Mais la Cour suprême a statué que, bien que Franco ait déclaré que le Sahara occidental était la 53e province d’Espagne, il n’a jamais été un territoire espagnol et, par conséquent, ceux qui y sont nés n’ont jamais acquis le statut d’Espagnols ; ce qui les a rendus apatrides à la naissance.
Abdullah Arabi (El Ayoun, 1966), représentant du Front POLISARIO en Espagne depuis janvier dernier, affirme que son mouvement lutte pour l’indépendance du Sahara et donc la reconnaissance de la RASD, mais soutient la revendication des Sahraouis qui « veulent retrouver une nationalité qui leur appartient ».
Refuser la citoyenneté espagnole aux habitants de l’ancienne colonie, soutient-il, c’est « nier l’évidence. Il y a des documents, des cartes d’identité et des passeports. L’Espagne considère le Sahara comme sa 53e province, l’un des 17 territoires non autonomes figurant sur la liste de l’ONU des territoires en attente de décolonisation ».
Arabi lui-même en est un exemple : son père, sa mère et son frère aîné étaient sahraouis et avaient la nationalité espagnole, mais il n’avait que neuf ans lorsque l’occupation marocaine a eu lieu. Il y a vécu jusqu’en 1985, date à laquelle il s’est enfui en Espagne en passant par Ceuta. Aujourd’hui, il est espagnol, mais il a obtenu la nationalité comme tout autre étranger, après avoir prouvé plus de dix ans de résidence légale, sans tenir compte de ses liens familiaux avec l’Espagne.
« Ce qui nous préoccupe, souligne-t-il, c’est le contexte politique de la sentence. Nous craignons que, tout comme l’Espagne n’a pas résolu le conflit politique, elle veuille également se soustraire à sa responsabilité concernant la situation des Sahraouis ».
Le Front POLISARIO est prêt à apporter un soutien juridique à la Sahraouie qui s’est vu refuser la nationalité espagnole par la Cour suprême, après que le tribunal des Baléares la lui avait reconnue, pour qu’elle puisse faire appel devant la Cour constitutionnelle et même devant la Cour de Justice de l’UE à Strasbourg. Elle sera soutenue par le vote individuel de trois juges en désaccord avec la Cour suprême, qui soutiennent que la loi de 1975 qui a légalisé le retrait de la métropole et le décret de 1976 qui l’a sanctionné ne peuvent pas être appliqués rétroactivement.

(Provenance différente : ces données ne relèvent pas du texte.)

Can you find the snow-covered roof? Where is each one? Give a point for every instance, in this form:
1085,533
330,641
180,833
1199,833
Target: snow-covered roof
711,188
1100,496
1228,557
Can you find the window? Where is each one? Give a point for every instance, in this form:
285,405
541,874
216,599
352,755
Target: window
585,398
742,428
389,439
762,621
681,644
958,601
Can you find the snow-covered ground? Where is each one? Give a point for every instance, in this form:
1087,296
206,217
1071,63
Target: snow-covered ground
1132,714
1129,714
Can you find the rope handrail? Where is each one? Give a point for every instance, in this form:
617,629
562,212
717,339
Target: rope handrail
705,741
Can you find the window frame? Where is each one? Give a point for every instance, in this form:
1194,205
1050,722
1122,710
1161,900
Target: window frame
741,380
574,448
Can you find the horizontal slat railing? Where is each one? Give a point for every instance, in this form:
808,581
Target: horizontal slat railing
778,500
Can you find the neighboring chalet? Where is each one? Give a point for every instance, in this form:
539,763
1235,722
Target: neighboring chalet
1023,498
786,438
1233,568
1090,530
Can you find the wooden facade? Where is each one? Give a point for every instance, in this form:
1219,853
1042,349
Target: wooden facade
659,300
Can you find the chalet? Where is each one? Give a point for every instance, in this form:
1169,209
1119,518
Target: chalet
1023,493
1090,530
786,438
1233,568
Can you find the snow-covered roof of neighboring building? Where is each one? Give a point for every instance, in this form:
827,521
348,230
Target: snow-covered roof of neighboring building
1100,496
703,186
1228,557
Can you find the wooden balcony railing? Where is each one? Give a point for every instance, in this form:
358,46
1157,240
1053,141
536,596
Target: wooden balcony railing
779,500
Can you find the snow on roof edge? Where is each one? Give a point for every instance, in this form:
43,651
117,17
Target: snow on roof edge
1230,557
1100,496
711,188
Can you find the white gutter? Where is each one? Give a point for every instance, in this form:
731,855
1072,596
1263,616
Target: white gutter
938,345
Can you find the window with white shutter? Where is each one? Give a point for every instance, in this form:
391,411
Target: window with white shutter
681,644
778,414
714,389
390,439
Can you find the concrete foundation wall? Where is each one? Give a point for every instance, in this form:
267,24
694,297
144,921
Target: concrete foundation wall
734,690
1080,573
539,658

Ce décret donnait aux Sahraouis un an pour opter pour la nationalité espagnole, mais cette mesure, selon l’opinion des juges dissidents, était invalide, non seulement parce qu’elle était inapplicable sous l’occupation militaire du Maroc, mais aussi parce qu’elle impliquait de priver les Sahraouis de leur citoyenneté pour une raison non prévue par le code civil de l’époque.

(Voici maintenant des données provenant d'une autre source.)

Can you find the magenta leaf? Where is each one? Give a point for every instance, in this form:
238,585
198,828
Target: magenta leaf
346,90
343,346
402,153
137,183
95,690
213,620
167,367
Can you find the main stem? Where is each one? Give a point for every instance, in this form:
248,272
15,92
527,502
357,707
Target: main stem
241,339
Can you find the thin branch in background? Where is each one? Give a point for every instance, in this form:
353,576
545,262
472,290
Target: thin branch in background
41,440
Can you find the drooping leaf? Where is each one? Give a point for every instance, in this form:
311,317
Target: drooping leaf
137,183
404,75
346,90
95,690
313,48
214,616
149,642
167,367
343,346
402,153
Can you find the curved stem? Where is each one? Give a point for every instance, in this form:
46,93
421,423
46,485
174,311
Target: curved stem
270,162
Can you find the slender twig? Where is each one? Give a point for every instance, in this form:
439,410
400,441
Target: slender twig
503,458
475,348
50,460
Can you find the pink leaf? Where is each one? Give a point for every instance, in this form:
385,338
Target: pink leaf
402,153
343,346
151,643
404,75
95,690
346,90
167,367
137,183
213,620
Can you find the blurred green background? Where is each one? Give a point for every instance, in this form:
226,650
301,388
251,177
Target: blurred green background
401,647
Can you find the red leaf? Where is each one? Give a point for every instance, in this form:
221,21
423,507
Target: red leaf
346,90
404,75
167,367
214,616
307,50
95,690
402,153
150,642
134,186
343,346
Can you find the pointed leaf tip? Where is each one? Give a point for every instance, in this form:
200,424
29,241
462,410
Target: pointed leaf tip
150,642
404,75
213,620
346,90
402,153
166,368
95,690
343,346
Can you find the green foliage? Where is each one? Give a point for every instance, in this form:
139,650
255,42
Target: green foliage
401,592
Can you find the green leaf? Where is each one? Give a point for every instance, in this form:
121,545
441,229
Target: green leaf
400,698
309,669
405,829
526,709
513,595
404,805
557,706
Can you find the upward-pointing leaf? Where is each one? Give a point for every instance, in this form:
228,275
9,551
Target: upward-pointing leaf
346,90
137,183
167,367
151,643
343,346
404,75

La décision de la Cour suprême est intervenue à un moment particulièrement difficile dans les camps de réfugiés de Tindouf. Les camps sahraouis ont réussi à se protéger contre le coronavirus, qui constitue une menace sérieuse pour leur fragile système de santé. Jusqu’à présent, aucune contagion n’a été enregistrée, mais le prix à payer a été un isolement strict.
La fermeture de la frontière a signifié une interruption drastique de l’arrivée de l’aide humanitaire internationale, dont les camps dépendent pour leur survie, et cela a conduit à une « urgence sanitaire et alimentaire », selon Arabi.

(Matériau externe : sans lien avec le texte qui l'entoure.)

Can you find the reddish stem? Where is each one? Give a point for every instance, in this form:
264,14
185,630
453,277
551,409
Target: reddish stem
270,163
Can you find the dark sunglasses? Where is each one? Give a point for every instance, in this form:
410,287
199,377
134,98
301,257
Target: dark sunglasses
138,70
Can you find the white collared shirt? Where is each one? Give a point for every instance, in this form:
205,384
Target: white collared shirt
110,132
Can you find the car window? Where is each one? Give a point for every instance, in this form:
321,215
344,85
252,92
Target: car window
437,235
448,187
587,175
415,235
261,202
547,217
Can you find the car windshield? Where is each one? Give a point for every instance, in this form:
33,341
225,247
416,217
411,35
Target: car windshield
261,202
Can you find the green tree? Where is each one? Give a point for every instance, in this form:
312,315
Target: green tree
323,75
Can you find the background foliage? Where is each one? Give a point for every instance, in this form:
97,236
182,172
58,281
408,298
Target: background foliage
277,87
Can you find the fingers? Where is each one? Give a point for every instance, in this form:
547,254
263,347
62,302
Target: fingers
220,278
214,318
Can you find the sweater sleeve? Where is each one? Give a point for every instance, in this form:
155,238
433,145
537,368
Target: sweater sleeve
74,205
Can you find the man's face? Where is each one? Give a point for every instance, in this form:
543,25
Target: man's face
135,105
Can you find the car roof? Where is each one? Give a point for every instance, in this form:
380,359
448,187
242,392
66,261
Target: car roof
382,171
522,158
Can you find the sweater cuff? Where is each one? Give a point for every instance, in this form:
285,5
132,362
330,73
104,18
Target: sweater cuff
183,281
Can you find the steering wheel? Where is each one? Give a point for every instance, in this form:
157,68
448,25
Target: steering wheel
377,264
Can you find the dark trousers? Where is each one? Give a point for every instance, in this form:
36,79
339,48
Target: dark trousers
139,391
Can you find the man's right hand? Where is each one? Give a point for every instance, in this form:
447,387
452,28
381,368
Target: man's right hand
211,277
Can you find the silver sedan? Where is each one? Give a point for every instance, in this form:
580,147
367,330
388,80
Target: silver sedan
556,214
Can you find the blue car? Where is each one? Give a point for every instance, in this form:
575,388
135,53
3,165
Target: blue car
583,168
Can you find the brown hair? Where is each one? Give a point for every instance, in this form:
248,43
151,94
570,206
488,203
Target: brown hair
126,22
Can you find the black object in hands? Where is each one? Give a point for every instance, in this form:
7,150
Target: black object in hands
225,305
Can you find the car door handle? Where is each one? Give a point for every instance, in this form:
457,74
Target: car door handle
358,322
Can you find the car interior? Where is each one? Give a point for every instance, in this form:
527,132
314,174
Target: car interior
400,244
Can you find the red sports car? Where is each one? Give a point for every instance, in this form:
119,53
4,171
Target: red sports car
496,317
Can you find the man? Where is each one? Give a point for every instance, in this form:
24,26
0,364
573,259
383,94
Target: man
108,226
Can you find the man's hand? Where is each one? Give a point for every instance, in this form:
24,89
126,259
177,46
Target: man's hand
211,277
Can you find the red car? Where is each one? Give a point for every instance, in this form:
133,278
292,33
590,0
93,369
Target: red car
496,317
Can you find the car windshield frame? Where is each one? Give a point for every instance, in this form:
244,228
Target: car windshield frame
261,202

Parmi les projets qui ont dû être suspendus, il y a les Vacances en Paix, qui depuis 47 ans ont permis à des milliers d’enfants sahraouis de passer l’été dans des familles espagnoles, renforçant ainsi le lien entre les deux peuples. En 2019, ils étaient plus de 4 000, mais cet été, aucun ne viendra. Arabi explique que, pour compenser leur absence, on facilitera les prises de contact des familles espagnoles avec les enfants qu’elles connaissent des années précédentes et des envois de colis. Mais ce ne sera pas la même chose.